Small Business
Tips for a Smart Succession Plan

Tips for a Smart Succession Plan

Learn how to make the transition more efficient.

Whether you are a sole practitioner or a partner in a larger practice, chances are that your business is one of your largest assets. Converting that asset into a secure retirement when you are ready to step down, though, requires a well-structured succession plan that protects your business's current value as well as its future stability.1

Know What You Want

Having a clear understanding of your objectives sounds obvious, which is why this critical step is so often overlooked. Do you want to phase out of the practice slowly or leave by a specific date? Do you want to be bought out with a lump sum, or do you want to build an income stream with a long-term payment schedule?
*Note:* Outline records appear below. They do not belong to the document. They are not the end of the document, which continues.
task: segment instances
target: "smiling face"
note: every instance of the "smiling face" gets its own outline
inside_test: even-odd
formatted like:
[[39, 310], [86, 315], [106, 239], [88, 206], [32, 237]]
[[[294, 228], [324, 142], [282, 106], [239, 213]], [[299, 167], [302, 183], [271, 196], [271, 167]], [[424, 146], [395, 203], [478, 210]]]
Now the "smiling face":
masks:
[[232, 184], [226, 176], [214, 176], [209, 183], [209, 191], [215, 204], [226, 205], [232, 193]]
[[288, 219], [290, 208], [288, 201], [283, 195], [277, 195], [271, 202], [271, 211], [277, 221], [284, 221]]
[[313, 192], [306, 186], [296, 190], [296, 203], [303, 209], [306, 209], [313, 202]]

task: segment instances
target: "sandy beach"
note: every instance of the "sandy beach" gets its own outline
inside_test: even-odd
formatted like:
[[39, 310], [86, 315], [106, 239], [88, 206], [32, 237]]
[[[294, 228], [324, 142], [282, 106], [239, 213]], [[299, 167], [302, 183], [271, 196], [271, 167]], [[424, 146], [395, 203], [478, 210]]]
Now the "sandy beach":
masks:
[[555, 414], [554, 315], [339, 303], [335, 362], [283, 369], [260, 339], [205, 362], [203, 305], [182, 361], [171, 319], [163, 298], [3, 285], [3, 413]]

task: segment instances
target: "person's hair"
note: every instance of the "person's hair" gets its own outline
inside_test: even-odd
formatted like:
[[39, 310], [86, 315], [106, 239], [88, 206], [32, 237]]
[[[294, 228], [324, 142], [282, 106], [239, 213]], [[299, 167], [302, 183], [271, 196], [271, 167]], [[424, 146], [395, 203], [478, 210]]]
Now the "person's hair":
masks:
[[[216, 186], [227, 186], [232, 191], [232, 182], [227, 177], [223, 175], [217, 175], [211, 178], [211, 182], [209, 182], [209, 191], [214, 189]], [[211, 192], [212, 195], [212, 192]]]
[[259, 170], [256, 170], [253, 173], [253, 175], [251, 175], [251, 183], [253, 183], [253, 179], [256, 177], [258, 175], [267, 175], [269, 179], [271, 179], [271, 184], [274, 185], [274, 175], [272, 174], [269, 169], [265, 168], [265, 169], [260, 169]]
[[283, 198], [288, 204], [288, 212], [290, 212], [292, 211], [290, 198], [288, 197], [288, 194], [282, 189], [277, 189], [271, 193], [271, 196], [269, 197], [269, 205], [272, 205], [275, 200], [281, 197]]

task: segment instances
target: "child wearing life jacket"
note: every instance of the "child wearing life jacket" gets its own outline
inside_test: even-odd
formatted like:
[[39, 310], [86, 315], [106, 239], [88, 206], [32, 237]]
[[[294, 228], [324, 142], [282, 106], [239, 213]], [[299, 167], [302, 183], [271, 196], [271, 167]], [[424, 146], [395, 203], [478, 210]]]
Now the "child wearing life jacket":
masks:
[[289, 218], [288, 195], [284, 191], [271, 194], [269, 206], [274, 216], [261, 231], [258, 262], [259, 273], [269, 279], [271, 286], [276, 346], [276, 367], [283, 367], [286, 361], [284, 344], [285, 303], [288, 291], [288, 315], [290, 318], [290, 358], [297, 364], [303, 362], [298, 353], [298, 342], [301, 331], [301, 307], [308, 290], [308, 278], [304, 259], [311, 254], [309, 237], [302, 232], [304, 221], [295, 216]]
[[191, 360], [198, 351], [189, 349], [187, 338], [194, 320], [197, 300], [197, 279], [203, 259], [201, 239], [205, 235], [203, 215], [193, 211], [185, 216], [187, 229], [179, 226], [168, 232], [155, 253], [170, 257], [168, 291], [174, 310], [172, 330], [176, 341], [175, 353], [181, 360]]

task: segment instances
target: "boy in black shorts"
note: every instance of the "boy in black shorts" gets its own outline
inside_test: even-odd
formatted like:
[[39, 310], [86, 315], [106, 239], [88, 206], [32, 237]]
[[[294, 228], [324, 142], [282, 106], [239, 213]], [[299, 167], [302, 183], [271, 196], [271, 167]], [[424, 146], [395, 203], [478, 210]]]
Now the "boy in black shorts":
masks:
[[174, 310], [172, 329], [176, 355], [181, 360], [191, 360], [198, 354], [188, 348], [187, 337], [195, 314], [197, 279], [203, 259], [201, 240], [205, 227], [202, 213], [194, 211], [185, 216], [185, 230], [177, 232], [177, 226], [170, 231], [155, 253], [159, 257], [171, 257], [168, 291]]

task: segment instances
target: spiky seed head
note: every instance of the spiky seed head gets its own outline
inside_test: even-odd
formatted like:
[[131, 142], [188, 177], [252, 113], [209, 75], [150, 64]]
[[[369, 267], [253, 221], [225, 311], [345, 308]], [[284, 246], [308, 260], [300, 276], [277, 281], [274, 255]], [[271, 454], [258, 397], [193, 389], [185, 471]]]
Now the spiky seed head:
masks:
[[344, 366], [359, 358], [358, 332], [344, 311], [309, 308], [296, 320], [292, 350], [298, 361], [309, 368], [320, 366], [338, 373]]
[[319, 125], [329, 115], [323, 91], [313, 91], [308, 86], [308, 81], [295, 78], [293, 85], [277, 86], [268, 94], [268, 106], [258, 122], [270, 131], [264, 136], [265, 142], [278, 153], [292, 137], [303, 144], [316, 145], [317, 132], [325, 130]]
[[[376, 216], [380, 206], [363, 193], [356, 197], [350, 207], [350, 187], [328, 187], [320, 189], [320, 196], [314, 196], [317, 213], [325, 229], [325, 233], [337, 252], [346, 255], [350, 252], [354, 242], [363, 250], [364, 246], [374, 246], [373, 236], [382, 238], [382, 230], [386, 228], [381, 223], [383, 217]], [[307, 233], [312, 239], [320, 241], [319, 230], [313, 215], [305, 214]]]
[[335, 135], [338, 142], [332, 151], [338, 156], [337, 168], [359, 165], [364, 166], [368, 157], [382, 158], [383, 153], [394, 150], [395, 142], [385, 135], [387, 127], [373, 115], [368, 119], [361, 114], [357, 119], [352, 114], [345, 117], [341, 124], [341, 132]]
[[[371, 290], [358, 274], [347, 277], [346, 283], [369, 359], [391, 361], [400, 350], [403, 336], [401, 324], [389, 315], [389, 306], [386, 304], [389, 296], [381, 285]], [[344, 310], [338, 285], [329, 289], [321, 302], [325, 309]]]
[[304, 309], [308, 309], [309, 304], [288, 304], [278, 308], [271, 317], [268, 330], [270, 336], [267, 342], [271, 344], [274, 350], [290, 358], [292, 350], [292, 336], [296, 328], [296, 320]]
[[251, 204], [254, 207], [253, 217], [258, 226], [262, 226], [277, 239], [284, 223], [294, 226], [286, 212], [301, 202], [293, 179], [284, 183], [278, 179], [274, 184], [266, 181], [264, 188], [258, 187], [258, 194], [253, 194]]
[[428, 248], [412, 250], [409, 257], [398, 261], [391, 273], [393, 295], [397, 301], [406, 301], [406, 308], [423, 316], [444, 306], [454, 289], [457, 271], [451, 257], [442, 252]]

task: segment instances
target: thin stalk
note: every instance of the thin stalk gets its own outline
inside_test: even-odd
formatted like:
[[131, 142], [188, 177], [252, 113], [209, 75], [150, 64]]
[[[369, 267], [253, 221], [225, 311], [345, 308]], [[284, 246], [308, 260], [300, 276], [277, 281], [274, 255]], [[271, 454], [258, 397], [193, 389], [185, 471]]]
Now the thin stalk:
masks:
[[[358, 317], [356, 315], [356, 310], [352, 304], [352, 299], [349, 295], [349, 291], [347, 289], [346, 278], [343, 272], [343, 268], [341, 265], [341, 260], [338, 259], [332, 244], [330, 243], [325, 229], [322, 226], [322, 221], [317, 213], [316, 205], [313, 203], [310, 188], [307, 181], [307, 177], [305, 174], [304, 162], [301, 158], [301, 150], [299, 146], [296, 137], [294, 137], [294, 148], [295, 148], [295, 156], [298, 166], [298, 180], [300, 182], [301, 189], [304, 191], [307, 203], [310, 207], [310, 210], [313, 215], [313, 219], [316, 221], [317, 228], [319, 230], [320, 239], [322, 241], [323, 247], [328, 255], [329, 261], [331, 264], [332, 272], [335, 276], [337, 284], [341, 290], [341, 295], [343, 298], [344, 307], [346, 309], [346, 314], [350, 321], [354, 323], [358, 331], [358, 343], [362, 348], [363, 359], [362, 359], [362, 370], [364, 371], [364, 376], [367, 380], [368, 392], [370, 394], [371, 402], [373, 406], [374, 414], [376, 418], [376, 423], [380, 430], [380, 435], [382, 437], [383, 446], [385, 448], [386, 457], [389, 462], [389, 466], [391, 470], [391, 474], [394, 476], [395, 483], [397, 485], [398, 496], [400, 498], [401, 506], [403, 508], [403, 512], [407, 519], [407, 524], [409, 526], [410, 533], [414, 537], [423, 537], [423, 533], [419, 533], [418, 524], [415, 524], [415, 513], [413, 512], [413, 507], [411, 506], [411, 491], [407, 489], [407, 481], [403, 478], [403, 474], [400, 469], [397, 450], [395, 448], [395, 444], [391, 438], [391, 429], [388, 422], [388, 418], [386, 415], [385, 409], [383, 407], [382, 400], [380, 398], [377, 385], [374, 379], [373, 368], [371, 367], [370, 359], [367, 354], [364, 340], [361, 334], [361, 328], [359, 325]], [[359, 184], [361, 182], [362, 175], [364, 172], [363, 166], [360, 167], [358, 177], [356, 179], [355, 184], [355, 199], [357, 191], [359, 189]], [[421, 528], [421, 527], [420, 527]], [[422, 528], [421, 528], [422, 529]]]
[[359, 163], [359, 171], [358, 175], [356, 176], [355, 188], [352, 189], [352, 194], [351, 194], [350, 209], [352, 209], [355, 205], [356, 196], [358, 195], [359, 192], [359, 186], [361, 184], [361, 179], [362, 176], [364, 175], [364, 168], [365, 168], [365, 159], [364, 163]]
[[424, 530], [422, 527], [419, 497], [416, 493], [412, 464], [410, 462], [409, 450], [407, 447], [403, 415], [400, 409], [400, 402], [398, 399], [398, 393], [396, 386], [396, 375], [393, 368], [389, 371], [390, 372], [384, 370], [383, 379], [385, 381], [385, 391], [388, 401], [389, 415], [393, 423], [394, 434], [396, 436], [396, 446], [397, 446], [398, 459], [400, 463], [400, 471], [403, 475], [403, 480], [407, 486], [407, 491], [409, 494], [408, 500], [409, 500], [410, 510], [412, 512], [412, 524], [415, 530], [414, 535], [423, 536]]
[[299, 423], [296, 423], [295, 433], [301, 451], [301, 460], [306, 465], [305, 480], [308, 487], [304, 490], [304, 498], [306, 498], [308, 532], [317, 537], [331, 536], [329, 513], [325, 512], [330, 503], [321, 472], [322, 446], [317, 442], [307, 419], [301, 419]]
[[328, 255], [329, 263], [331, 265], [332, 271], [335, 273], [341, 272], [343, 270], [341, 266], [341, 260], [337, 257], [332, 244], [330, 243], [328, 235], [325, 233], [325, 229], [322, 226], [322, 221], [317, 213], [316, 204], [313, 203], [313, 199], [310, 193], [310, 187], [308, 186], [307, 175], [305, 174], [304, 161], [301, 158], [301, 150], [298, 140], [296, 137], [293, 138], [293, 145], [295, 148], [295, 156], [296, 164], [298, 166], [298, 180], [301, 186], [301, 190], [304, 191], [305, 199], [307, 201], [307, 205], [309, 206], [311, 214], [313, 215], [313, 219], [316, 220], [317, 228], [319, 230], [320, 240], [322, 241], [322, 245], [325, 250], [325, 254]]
Will your partners be buying the business, do you want to sell to a third party, or do you want to bring in a young professional whom you can groom to take over down the road? Your succession plan needs to be designed around your optimum exit strategy.2

Understand Your Fair Market Value

Unlike many other small businesses, the fair market value of your practice may involve more than simply multiplying annual revenue by a factor of two or three. Other issues to consider include the type of practice, its location, revenue history and its dependence on one major rainmaker, such as a sole proprietor or managing partner. Bring in an expert, such as a business appraiser or certified public accountant (CPA), with an expertise in handling cases similar to your own.3

Identify Potential Buyers

Whether selling to other partners in the practice, grooming a successor or selling to a third-party, potential buyers need to be thoroughly vetted to ensure they have the resources to finance the purchase and the expertise to manage the practice after you leave. Most buyouts include some combination of a lump-sum payment combined with the seller carrying a note based on receivables and other financial considerations. You need to ensure that your buyer can fulfill their commitment.4

Put Transition Details in Writing

To ensure a smooth transition for yourself, your successor and your clients, consider establishing a changeover period during which you will remain involved at least on a part-time basis. This will give your buyer a chance to come up to speed on managing your practice, and give your patients a chance to get to know their new caregiver. During this phase, though, it's important to establish clear expectations for each party, including how long you will stay on, your responsibilities during the transition and your compensation. It is recommended that you work with counsel for assistance in documenting the agreement with your successor.